The Fresh Loaf

News & Information for Amateur Bakers and Artisan Bread Enthusiasts

Soft bottom crust of bread using baking stone?

eddieruko's picture
eddieruko

Soft bottom crust of bread using baking stone?

I have been pleased with the results of my sourdough breads lately... nice crumb and flavor, getting into a good rhythm with my baking schedule. Last two bakes have resulted in my loaves with softer crust that the rest of my bread... it's left me stumped.

I really want to use a baking steel at some point. But I'm scratching my head as to why the bottom of bread is suddenly less dark and crispy as the rest of the bread.

Depending on my bake, I generally bake at 475-500F with steam for 20-25 mins, and then finish off dry at 425-450F. I preheat my stone for at least 30mins, usually closer to an hour. For steam, I use rolled up towels on the bottom rack placed inside a cast iron grill pan. I bake two loaves at a time. I haven't changed this set up in over a year, and previously had largely uniform crust. If anything the crust was darker.

The only thing that has changed is the flour ... I had previously used CM from Costco, and recently switched to Bob's Artisan Bread Flour. I also use parchment paper (I flip my dough out of the bannentons onto the paper, score, and slide into the steamy oven). I also use a different brand of parchment paper (aren't they all the same?). 

Is the flour to blame here? Any insight?

 

Old Baker's picture
Old Baker

If nothing but the flour has changed, that's what I'd suspect.  Maintain your method/recipe but go back to the Costco flour.  If that doesn't solve the mystery, then I can't off any suggestions.

alfanso's picture
alfanso

but doesn't directly address your immediate issue.  Remove the parchment paper after about 12-15 minutes, max, of a half hour bake.  The paper, regardless of how thin it is, acts as an insulator between your dough and the baking deck.  If you decide to do this then you will also be removing the steam at this point as well.  Which I think is a good thing, as 20-25 minutes seems quite extreme to me.  You can double up on the steaming towel to produce a greater volume of steam from the outset.  Place the towels into the oven about 15 minutes before you intend to load the dough as this will give ample time for the towels to start billowing steam once you close the oven door.

Some folks report that a baking steel has a tendency to do just the opposite of what you are currently experiencing.  That is, the bottom of their bread becomes too dark and hard.  You may wish to research that when you are ready to commit.

jimbtv's picture
jimbtv

Not all parchment papers are the same. They use different coatings and maybe you are experiencing a change in the coating material. I have had good success with Quilon-coated paper. It's only good for a single bake because the paper gets dark and brittle, but it does produce the color and texture I desire.
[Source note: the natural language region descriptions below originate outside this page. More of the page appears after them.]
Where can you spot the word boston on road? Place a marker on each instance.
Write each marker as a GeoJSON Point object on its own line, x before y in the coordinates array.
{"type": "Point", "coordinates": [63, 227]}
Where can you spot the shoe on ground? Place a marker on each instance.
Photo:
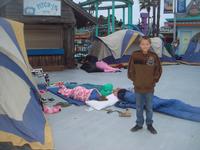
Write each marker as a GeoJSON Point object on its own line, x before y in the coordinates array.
{"type": "Point", "coordinates": [136, 128]}
{"type": "Point", "coordinates": [151, 129]}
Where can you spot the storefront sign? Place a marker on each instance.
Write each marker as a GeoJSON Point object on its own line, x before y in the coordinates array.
{"type": "Point", "coordinates": [42, 7]}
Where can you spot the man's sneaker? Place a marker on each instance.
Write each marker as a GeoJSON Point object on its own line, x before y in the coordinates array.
{"type": "Point", "coordinates": [151, 129]}
{"type": "Point", "coordinates": [136, 128]}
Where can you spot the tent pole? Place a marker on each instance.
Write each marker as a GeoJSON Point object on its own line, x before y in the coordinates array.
{"type": "Point", "coordinates": [108, 21]}
{"type": "Point", "coordinates": [96, 9]}
{"type": "Point", "coordinates": [113, 16]}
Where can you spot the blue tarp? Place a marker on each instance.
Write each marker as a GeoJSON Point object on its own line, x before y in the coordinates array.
{"type": "Point", "coordinates": [172, 107]}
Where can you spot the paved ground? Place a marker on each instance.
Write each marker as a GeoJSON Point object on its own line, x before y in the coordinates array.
{"type": "Point", "coordinates": [75, 128]}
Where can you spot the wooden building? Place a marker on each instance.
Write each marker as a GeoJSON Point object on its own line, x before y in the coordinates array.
{"type": "Point", "coordinates": [49, 27]}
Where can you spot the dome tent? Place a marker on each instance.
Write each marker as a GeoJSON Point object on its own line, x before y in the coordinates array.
{"type": "Point", "coordinates": [116, 48]}
{"type": "Point", "coordinates": [21, 116]}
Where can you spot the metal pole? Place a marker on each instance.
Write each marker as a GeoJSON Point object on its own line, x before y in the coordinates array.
{"type": "Point", "coordinates": [129, 15]}
{"type": "Point", "coordinates": [174, 33]}
{"type": "Point", "coordinates": [96, 8]}
{"type": "Point", "coordinates": [113, 16]}
{"type": "Point", "coordinates": [123, 17]}
{"type": "Point", "coordinates": [108, 21]}
{"type": "Point", "coordinates": [158, 19]}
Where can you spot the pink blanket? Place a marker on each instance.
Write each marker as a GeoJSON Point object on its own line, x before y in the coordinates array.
{"type": "Point", "coordinates": [79, 93]}
{"type": "Point", "coordinates": [105, 67]}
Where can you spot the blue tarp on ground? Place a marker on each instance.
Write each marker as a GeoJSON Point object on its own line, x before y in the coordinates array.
{"type": "Point", "coordinates": [172, 107]}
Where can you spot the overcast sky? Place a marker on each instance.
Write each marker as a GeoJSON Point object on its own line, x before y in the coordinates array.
{"type": "Point", "coordinates": [136, 11]}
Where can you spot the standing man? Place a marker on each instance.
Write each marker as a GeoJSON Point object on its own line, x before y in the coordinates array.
{"type": "Point", "coordinates": [144, 70]}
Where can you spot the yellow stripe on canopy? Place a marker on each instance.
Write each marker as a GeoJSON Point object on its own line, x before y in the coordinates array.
{"type": "Point", "coordinates": [18, 29]}
{"type": "Point", "coordinates": [134, 36]}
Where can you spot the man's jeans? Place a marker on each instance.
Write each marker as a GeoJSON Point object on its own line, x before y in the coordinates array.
{"type": "Point", "coordinates": [144, 99]}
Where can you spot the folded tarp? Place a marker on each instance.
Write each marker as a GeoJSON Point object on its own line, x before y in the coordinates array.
{"type": "Point", "coordinates": [172, 107]}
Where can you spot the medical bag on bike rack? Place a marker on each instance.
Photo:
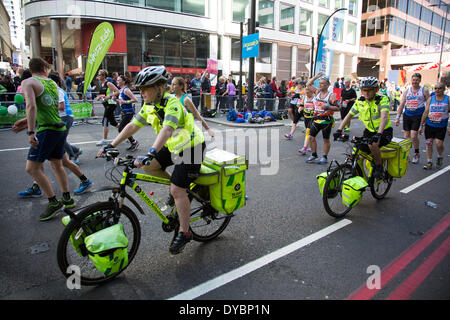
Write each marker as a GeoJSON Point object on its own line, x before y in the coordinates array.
{"type": "Point", "coordinates": [352, 191]}
{"type": "Point", "coordinates": [398, 165]}
{"type": "Point", "coordinates": [228, 195]}
{"type": "Point", "coordinates": [332, 187]}
{"type": "Point", "coordinates": [107, 249]}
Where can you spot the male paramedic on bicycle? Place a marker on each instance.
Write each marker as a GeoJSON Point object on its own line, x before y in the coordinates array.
{"type": "Point", "coordinates": [373, 111]}
{"type": "Point", "coordinates": [178, 140]}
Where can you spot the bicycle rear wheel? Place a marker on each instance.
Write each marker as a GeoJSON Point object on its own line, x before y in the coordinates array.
{"type": "Point", "coordinates": [206, 223]}
{"type": "Point", "coordinates": [380, 187]}
{"type": "Point", "coordinates": [96, 217]}
{"type": "Point", "coordinates": [332, 191]}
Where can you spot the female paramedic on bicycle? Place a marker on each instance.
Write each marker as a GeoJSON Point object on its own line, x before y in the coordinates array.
{"type": "Point", "coordinates": [374, 113]}
{"type": "Point", "coordinates": [179, 141]}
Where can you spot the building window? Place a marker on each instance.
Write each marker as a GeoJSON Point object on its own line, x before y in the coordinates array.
{"type": "Point", "coordinates": [324, 3]}
{"type": "Point", "coordinates": [351, 33]}
{"type": "Point", "coordinates": [353, 7]}
{"type": "Point", "coordinates": [265, 53]}
{"type": "Point", "coordinates": [321, 22]}
{"type": "Point", "coordinates": [435, 39]}
{"type": "Point", "coordinates": [412, 31]}
{"type": "Point", "coordinates": [235, 49]}
{"type": "Point", "coordinates": [241, 10]}
{"type": "Point", "coordinates": [287, 14]}
{"type": "Point", "coordinates": [170, 47]}
{"type": "Point", "coordinates": [196, 7]}
{"type": "Point", "coordinates": [424, 37]}
{"type": "Point", "coordinates": [265, 14]}
{"type": "Point", "coordinates": [338, 4]}
{"type": "Point", "coordinates": [306, 22]}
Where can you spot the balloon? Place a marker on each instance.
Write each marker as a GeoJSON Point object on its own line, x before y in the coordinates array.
{"type": "Point", "coordinates": [12, 109]}
{"type": "Point", "coordinates": [18, 98]}
{"type": "Point", "coordinates": [3, 111]}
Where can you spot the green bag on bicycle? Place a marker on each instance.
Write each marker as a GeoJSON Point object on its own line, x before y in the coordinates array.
{"type": "Point", "coordinates": [228, 195]}
{"type": "Point", "coordinates": [352, 190]}
{"type": "Point", "coordinates": [78, 241]}
{"type": "Point", "coordinates": [398, 165]}
{"type": "Point", "coordinates": [322, 178]}
{"type": "Point", "coordinates": [108, 249]}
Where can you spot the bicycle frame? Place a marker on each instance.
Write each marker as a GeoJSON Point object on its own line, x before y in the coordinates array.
{"type": "Point", "coordinates": [129, 179]}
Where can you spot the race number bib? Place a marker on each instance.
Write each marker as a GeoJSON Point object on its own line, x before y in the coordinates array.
{"type": "Point", "coordinates": [435, 117]}
{"type": "Point", "coordinates": [309, 107]}
{"type": "Point", "coordinates": [412, 105]}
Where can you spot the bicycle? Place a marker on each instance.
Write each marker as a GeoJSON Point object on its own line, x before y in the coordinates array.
{"type": "Point", "coordinates": [354, 165]}
{"type": "Point", "coordinates": [206, 223]}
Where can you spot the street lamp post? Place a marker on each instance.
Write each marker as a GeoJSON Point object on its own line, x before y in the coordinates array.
{"type": "Point", "coordinates": [443, 34]}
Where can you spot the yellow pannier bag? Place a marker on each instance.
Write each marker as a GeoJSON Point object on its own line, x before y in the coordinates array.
{"type": "Point", "coordinates": [352, 191]}
{"type": "Point", "coordinates": [332, 187]}
{"type": "Point", "coordinates": [398, 165]}
{"type": "Point", "coordinates": [228, 195]}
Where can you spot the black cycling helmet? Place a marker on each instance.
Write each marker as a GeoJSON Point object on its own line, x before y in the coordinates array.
{"type": "Point", "coordinates": [150, 76]}
{"type": "Point", "coordinates": [369, 82]}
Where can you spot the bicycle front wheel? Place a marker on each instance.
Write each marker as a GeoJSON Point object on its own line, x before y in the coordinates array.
{"type": "Point", "coordinates": [380, 187]}
{"type": "Point", "coordinates": [332, 191]}
{"type": "Point", "coordinates": [206, 223]}
{"type": "Point", "coordinates": [72, 252]}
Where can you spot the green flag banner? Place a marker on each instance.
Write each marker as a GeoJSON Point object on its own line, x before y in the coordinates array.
{"type": "Point", "coordinates": [81, 110]}
{"type": "Point", "coordinates": [101, 40]}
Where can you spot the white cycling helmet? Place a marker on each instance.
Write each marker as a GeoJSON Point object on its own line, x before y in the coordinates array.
{"type": "Point", "coordinates": [369, 82]}
{"type": "Point", "coordinates": [151, 75]}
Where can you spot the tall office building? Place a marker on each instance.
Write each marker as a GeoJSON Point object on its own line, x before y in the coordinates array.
{"type": "Point", "coordinates": [399, 33]}
{"type": "Point", "coordinates": [183, 34]}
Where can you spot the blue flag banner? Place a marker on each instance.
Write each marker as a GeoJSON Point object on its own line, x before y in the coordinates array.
{"type": "Point", "coordinates": [250, 46]}
{"type": "Point", "coordinates": [325, 51]}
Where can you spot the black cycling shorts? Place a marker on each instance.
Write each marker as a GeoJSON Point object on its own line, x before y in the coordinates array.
{"type": "Point", "coordinates": [187, 164]}
{"type": "Point", "coordinates": [315, 128]}
{"type": "Point", "coordinates": [411, 122]}
{"type": "Point", "coordinates": [296, 115]}
{"type": "Point", "coordinates": [386, 137]}
{"type": "Point", "coordinates": [108, 115]}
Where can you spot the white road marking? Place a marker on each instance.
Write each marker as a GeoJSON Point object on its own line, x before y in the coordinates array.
{"type": "Point", "coordinates": [258, 263]}
{"type": "Point", "coordinates": [425, 180]}
{"type": "Point", "coordinates": [26, 148]}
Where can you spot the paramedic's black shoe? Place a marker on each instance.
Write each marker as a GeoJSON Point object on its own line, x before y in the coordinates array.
{"type": "Point", "coordinates": [180, 242]}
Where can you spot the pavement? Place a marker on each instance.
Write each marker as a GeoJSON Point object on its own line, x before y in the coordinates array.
{"type": "Point", "coordinates": [221, 119]}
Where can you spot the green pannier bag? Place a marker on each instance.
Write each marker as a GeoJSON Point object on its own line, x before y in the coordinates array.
{"type": "Point", "coordinates": [398, 165]}
{"type": "Point", "coordinates": [207, 176]}
{"type": "Point", "coordinates": [322, 178]}
{"type": "Point", "coordinates": [108, 249]}
{"type": "Point", "coordinates": [228, 195]}
{"type": "Point", "coordinates": [352, 190]}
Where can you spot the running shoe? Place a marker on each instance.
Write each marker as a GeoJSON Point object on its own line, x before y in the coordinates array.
{"type": "Point", "coordinates": [428, 166]}
{"type": "Point", "coordinates": [439, 162]}
{"type": "Point", "coordinates": [84, 186]}
{"type": "Point", "coordinates": [311, 159]}
{"type": "Point", "coordinates": [302, 151]}
{"type": "Point", "coordinates": [33, 192]}
{"type": "Point", "coordinates": [322, 160]}
{"type": "Point", "coordinates": [180, 242]}
{"type": "Point", "coordinates": [133, 146]}
{"type": "Point", "coordinates": [103, 142]}
{"type": "Point", "coordinates": [68, 203]}
{"type": "Point", "coordinates": [52, 209]}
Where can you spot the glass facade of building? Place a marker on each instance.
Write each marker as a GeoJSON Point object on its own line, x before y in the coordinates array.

As others have mentioned here, I'd start working backwards to recover what worked well for you. In that way you can begin to eliminate the problem.

 

eddieruko's picture
eddieruko

another weekend of baking my standard recipe, more soft and light bottom crust.  i switched to KA Bread Flour and that didn't seem to do the trick. i also tried pulling the parchment paper out for the last half of the bake. a little tricky trying to remove it without getting scalded on the stone or the heating elements. but that only marginally helped the cause.

in my research over the weekend, i also discovered that my reynolds parchment paper is only safe up to 420F!

what brand of paper are folks using? to me, the parchment paper method seems to be the simplest approach to getting loaves into a home oven without sticking to the transfer pan/peel. is there another way?

 

breadforfun's picture
breadforfun

I have never had problems with under colored bottoms using parchment paper. I buy it from thebakingqueen.com (I'm not associated with them in any way) and it, too, is Quilon coated like jimbtv above. I suspect that your stone may not be as hot as you think. I use a 3/4" thick stone and it needs a full hour at least to get to temperature. I measure it with an IR device and won't peel the loaves onto it unless it is within 10˚F of the setpoint. 

-Brad

eddieruko's picture
eddieruko

Well Santa brought me a baking steel (1/4") and I've been enjoying baking on it. The parchment paper definitely is the culprit. I'm getting better results on the bottom crust, using the Reynolds stuff. I'm determined to bake through the rest of the roll, but I am expecting to switch back to If You Care brand.